Indium-doped titanium oxide (In-TiO₂) anatase nanostructure with macro- and microporosity was synthesized by green method using aqueous plant waste extract as bio-template and ultrasonic waves instead of hazardous chemicals and solvents and energy consuming method. The efficiency of the as-synthesized green nanoparticles has been tested for degradation of organic pollutants and against gram-negative Escherichia Coli Bacteria (E-Coli). Upon indium doping, the photocatalytic activity for degradation of methylene blue (MB), phenol and Pb²⁺ reduction was improved compared with pure TiO₂. The improvement of photocatalytic activity of In-doped samples is attributed to combined effect of doping for charge carrier separation as well as due to macro-/microporosity for effective charge transfer. Moreover, the antibacterial activity of In-TiO₂ nanoparticles against E-Coli reached 100% as compared to 99.1% for pure TiO₂. The enhancement of the antibacterial activity is associated with increasing negative zeta potential of In-doped samples (up to − 29.3 mV) compared with less negative value of the undoped TiO₂ nanoparticles (− 9.85 mV). This effect is mainly due to increasing surface hydroxyl group. This work represents eco-friendly method to produce efficient photocatalyst and antimicrobial agent for water treatment.

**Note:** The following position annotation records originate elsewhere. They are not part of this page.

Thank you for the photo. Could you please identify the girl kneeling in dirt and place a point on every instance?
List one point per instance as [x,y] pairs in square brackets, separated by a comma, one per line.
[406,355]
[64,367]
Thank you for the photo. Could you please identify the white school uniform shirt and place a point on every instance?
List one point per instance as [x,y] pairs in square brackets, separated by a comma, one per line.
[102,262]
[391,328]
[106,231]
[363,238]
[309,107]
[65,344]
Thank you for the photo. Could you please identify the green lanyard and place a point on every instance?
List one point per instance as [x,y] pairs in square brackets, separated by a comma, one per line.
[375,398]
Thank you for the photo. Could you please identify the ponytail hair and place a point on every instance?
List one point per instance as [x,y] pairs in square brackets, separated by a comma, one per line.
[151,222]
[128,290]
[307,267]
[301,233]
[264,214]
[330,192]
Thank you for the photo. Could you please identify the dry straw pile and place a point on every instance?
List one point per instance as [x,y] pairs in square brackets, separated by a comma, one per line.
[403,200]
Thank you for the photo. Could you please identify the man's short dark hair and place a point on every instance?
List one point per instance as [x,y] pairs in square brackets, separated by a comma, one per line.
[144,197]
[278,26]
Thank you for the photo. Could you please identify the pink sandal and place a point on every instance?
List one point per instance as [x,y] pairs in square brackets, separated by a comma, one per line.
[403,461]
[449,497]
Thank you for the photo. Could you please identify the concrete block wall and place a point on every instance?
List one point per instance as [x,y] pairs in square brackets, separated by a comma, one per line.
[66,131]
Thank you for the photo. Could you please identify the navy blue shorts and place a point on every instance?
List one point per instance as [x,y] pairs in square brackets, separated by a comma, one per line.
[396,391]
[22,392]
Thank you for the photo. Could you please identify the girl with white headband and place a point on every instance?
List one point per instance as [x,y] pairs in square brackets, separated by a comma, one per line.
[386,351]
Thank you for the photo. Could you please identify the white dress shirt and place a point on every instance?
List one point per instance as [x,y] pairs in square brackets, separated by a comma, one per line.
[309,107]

采用绿色方法，以植物废液水提取物为生物模板，超声波代替危险化学品，溶剂和能源消耗方法，通过绿色方法合成了具有大孔和微孔的铟掺杂二氧化钛（In-TiO ₂）锐钛矿型纳米结构。已测试了合成后的绿色纳米颗粒对有机污染物的降解以及对革兰氏阴性大肠杆菌细菌（E-Coli）的效率。铟掺杂后，与纯TiO ₂相比，提高了亚甲基蓝（MB），苯酚和Pb ²⁺还原降解的光催化活性。。掺杂In的样品的光催化活性的提高归因于掺杂对电荷载流子分离的综合作用以及归因于有效电荷转移的大孔/微孔。此外，In-TiO ₂纳米粒子对E-Coli的抗菌活性达到100％，而纯TiO ₂为99.1％。与未掺杂的TiO ₂纳米颗粒的负值较小（-9.85 mV）相比，抗菌活性的增强与In掺杂样品的负zeta电位增加（高达-29.3 mV）相关。该作用主要是由于表面羟基的增加。这项工作代表了一种生态友好的方法，可以生产用于水处理的高效光催化剂和抗菌剂。